University of North Carolina students who live in-state and their parents received a “gift” from UNC President Tom Ross last month. Ross said he will not seek an increase in tuition at any of the system’s campuses in 2014.
Students who live elsewhere won’t fare so well. The N.C. General Assembly has raised the tuition for out-of-state students by 12.3 percent at some UNC campuses.
But after a decade in which tuition costs have almost doubled – 90 percent during the past 10 years – North Carolina students, at last, are getting a bit of a break.
Before we get too carried away with the celebration, it’s important to remember that funding the UNC system challenges all of us. The N.C. Constitution directs the legislature to keep public universities free “as far as practicable.”
As a result, the UNC system as recently as 2008 received 73 percent of its funding from the state. That has since decreased to 66 percent. And while the UNC system is recognized nationally for the value it provides for each dollar, the state’s cuts have forced administrators to make tough decisions about eliminating classes, losing top professors and valuable research grants.

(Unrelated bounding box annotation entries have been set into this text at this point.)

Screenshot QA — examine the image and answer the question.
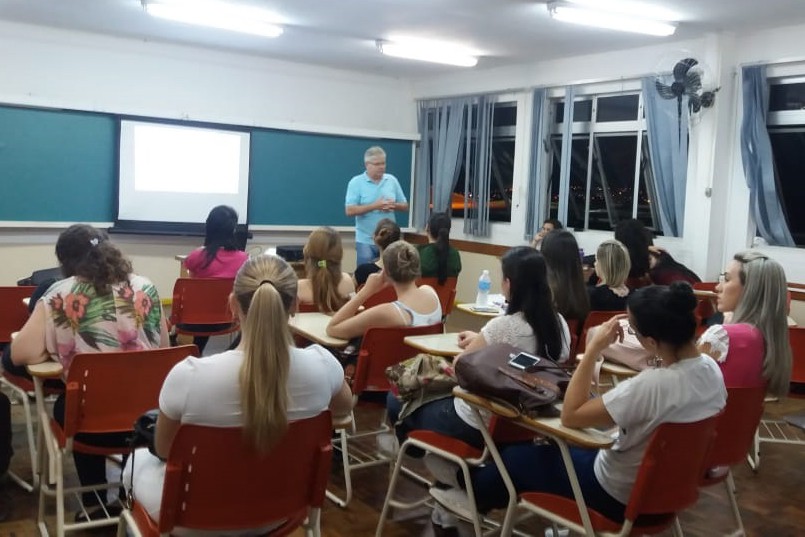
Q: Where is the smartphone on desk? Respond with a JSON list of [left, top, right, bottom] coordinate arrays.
[[509, 352, 541, 373]]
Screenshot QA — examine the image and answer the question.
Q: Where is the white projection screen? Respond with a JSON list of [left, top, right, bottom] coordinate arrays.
[[117, 120, 249, 224]]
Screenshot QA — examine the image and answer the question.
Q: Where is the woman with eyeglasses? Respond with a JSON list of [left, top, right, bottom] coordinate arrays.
[[462, 282, 727, 522], [699, 250, 791, 397]]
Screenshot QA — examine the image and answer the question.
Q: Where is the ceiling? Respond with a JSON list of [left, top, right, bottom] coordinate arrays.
[[0, 0, 805, 78]]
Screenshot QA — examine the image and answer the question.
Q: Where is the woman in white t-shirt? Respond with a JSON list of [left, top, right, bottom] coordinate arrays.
[[472, 282, 727, 522], [123, 255, 352, 535], [386, 246, 570, 449]]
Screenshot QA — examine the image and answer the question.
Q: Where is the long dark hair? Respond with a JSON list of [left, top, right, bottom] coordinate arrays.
[[540, 229, 590, 321], [500, 246, 564, 360], [56, 224, 131, 295], [202, 205, 238, 268], [428, 213, 452, 285], [615, 218, 654, 278]]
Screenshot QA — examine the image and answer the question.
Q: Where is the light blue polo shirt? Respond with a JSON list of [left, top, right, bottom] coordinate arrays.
[[345, 172, 408, 244]]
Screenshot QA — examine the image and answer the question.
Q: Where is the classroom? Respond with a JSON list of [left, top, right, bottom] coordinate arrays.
[[0, 0, 805, 535]]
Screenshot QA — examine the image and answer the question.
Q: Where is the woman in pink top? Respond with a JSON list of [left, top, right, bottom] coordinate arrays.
[[184, 205, 249, 278], [699, 250, 791, 397], [184, 205, 249, 353]]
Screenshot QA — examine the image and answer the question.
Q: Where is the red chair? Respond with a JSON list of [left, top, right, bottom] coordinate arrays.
[[327, 323, 444, 507], [0, 285, 39, 492], [416, 277, 458, 317], [701, 385, 766, 535], [28, 345, 198, 536], [170, 278, 240, 342], [118, 411, 333, 537], [749, 326, 805, 471], [519, 415, 719, 536], [576, 311, 626, 353]]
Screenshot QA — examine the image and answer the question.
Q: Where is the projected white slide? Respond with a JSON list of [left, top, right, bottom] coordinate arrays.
[[118, 120, 249, 223]]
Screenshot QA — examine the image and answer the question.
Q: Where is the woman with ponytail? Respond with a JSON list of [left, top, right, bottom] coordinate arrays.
[[419, 213, 461, 285], [11, 224, 168, 522], [299, 227, 355, 313], [123, 255, 352, 535]]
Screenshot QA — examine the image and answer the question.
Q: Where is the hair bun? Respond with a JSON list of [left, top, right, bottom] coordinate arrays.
[[668, 281, 698, 312]]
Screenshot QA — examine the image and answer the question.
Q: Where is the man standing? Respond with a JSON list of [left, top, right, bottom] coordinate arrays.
[[345, 146, 408, 266]]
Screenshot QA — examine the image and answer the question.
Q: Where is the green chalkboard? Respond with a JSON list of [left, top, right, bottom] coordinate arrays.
[[249, 130, 413, 226], [0, 107, 117, 222], [0, 106, 414, 226]]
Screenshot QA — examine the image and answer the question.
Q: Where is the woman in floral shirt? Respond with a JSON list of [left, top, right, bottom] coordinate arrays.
[[11, 224, 168, 518]]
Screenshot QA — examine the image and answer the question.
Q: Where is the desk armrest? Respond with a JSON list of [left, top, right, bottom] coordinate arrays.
[[453, 386, 520, 419], [25, 360, 64, 379]]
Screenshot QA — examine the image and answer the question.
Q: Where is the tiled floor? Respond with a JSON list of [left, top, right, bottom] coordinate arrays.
[[0, 332, 805, 537]]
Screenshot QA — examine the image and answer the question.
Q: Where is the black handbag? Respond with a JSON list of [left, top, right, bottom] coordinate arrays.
[[455, 343, 570, 415]]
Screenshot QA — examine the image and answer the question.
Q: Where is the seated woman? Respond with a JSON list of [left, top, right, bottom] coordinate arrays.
[[123, 255, 352, 535], [541, 229, 590, 326], [298, 227, 355, 313], [11, 224, 168, 520], [327, 241, 442, 339], [354, 218, 402, 288], [472, 283, 727, 522], [419, 213, 461, 285], [184, 205, 249, 353], [386, 246, 578, 448], [699, 250, 791, 397], [615, 218, 653, 289], [587, 240, 631, 311]]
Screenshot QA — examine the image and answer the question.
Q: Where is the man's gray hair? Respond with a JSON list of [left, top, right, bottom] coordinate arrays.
[[363, 145, 386, 162]]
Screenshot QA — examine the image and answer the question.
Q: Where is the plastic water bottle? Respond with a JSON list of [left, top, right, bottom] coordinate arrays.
[[475, 270, 492, 306]]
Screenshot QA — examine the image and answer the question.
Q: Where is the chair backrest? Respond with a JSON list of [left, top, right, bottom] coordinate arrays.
[[352, 323, 444, 395], [788, 326, 805, 384], [625, 414, 719, 521], [170, 278, 237, 331], [64, 345, 198, 437], [416, 276, 458, 316], [704, 383, 766, 483], [0, 285, 36, 343], [159, 411, 332, 535], [363, 285, 397, 309], [576, 311, 626, 352]]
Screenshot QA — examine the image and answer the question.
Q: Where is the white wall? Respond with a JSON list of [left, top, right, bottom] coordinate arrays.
[[0, 23, 416, 297], [0, 23, 416, 138], [413, 27, 805, 281]]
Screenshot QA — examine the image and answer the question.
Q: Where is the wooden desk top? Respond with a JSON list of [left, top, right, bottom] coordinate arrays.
[[456, 304, 505, 317], [453, 386, 615, 449], [288, 311, 349, 349], [403, 332, 463, 356]]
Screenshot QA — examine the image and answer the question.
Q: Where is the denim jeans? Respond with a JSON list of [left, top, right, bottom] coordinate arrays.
[[386, 393, 484, 449], [355, 242, 380, 267]]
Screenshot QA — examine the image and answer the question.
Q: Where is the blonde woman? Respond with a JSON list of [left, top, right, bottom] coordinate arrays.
[[327, 241, 442, 339], [123, 256, 352, 535], [587, 240, 632, 311], [299, 227, 355, 313]]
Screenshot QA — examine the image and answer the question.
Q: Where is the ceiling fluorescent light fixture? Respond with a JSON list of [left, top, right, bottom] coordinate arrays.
[[548, 2, 676, 37], [142, 0, 282, 37], [376, 39, 478, 67]]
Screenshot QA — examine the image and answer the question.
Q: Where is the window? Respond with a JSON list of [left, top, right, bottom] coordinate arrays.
[[548, 93, 662, 234], [451, 102, 517, 222], [767, 77, 805, 246]]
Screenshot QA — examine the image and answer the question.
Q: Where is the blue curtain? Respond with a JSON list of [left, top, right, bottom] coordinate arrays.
[[464, 95, 495, 237], [556, 86, 576, 224], [413, 97, 472, 228], [741, 65, 795, 246], [524, 88, 550, 241], [635, 75, 689, 237]]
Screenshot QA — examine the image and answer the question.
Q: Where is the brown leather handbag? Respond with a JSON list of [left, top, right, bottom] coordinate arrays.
[[455, 343, 570, 414]]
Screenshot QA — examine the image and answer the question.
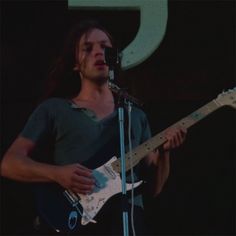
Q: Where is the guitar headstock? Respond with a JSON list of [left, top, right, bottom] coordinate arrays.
[[215, 87, 236, 109]]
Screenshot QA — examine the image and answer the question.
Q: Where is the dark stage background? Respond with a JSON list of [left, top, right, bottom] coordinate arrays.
[[0, 0, 236, 235]]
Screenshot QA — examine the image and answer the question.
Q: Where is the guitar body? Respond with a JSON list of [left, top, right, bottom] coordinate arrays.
[[35, 157, 142, 232], [36, 88, 236, 233]]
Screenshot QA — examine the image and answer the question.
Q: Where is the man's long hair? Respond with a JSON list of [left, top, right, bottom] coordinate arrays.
[[42, 19, 114, 100]]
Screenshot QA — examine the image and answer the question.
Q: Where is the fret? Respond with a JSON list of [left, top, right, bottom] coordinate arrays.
[[112, 88, 236, 172]]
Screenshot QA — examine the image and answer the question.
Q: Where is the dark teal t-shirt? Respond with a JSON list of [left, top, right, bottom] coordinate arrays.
[[20, 98, 150, 206]]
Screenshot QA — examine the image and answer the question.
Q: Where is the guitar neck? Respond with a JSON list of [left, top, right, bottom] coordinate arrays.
[[112, 100, 222, 172]]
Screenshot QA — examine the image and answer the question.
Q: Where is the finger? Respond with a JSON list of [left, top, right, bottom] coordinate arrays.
[[76, 164, 92, 172], [72, 175, 95, 185], [75, 168, 93, 178]]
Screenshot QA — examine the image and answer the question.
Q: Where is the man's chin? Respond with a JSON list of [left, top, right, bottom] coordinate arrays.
[[90, 76, 108, 85]]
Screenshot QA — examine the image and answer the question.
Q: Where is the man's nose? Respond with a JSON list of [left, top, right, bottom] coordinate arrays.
[[94, 46, 104, 55]]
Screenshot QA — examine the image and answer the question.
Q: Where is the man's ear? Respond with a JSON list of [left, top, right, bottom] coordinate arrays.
[[73, 64, 80, 71]]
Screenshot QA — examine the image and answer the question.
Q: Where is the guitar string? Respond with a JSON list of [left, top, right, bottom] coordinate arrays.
[[128, 102, 136, 236]]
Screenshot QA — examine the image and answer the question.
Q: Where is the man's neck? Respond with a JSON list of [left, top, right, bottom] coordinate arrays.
[[74, 81, 114, 102]]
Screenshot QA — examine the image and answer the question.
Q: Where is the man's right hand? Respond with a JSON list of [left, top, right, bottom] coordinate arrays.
[[55, 164, 95, 194]]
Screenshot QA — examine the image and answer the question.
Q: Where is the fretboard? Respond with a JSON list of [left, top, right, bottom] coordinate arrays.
[[112, 100, 222, 172]]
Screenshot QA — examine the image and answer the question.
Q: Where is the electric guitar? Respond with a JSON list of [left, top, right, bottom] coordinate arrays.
[[36, 87, 236, 232]]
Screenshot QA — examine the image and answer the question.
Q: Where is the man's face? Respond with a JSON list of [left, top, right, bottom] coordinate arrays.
[[76, 29, 112, 82]]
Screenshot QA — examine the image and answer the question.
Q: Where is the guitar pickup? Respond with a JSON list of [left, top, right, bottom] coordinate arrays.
[[63, 190, 81, 206]]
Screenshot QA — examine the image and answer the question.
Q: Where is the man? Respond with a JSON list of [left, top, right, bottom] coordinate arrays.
[[1, 21, 186, 235]]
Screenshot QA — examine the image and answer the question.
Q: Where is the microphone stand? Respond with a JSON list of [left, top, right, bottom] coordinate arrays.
[[105, 48, 142, 236]]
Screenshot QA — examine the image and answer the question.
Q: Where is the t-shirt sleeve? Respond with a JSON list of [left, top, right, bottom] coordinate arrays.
[[20, 103, 52, 143]]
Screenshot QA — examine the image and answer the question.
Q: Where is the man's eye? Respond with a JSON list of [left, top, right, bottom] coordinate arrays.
[[83, 46, 92, 52]]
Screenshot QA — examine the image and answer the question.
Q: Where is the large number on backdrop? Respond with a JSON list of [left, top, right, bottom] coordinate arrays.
[[68, 0, 167, 70]]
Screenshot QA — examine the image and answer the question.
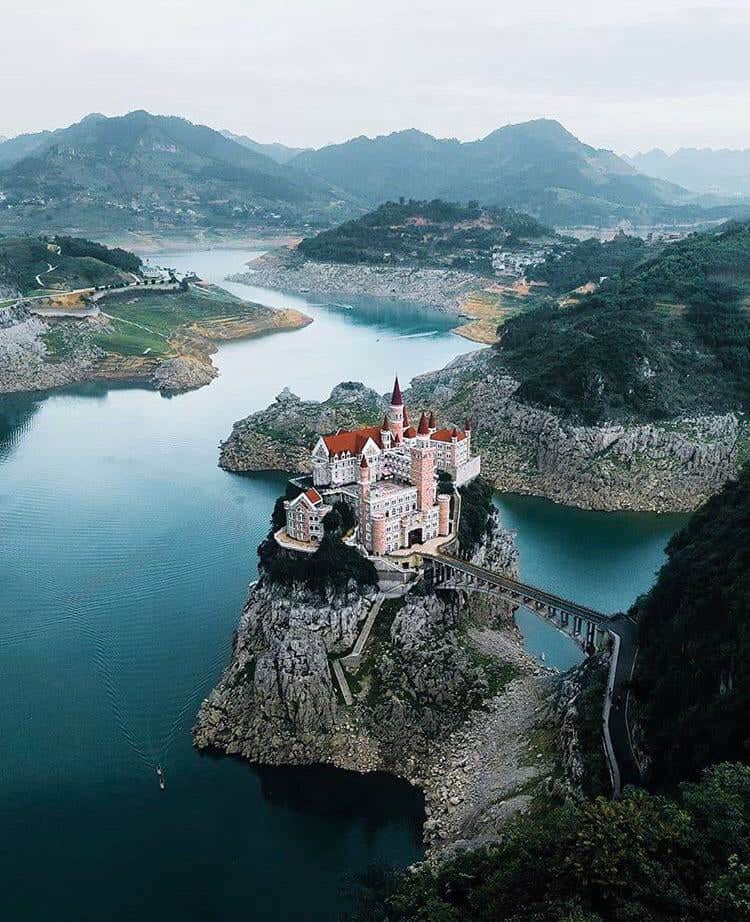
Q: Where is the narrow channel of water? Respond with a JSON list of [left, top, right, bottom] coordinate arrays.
[[0, 251, 692, 922]]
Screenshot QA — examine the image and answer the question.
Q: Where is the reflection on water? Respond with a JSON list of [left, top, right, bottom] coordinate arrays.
[[495, 495, 687, 670], [0, 251, 692, 922]]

The trend has put North Carolina as a whole in a bind, too. With the glory days of traditional industries such as tobacco and textiles long behind us, education becomes an even more important asset to companies considering locating here.
If the best of our high school graduates can’t afford a higher education or spending cuts significantly erode the quality of our universities, North Carolina will find it more difficult to compete for the kinds of jobs that employ the best and the brightest.
That’s bad news for the students of today, but even more ominous for the future of the state.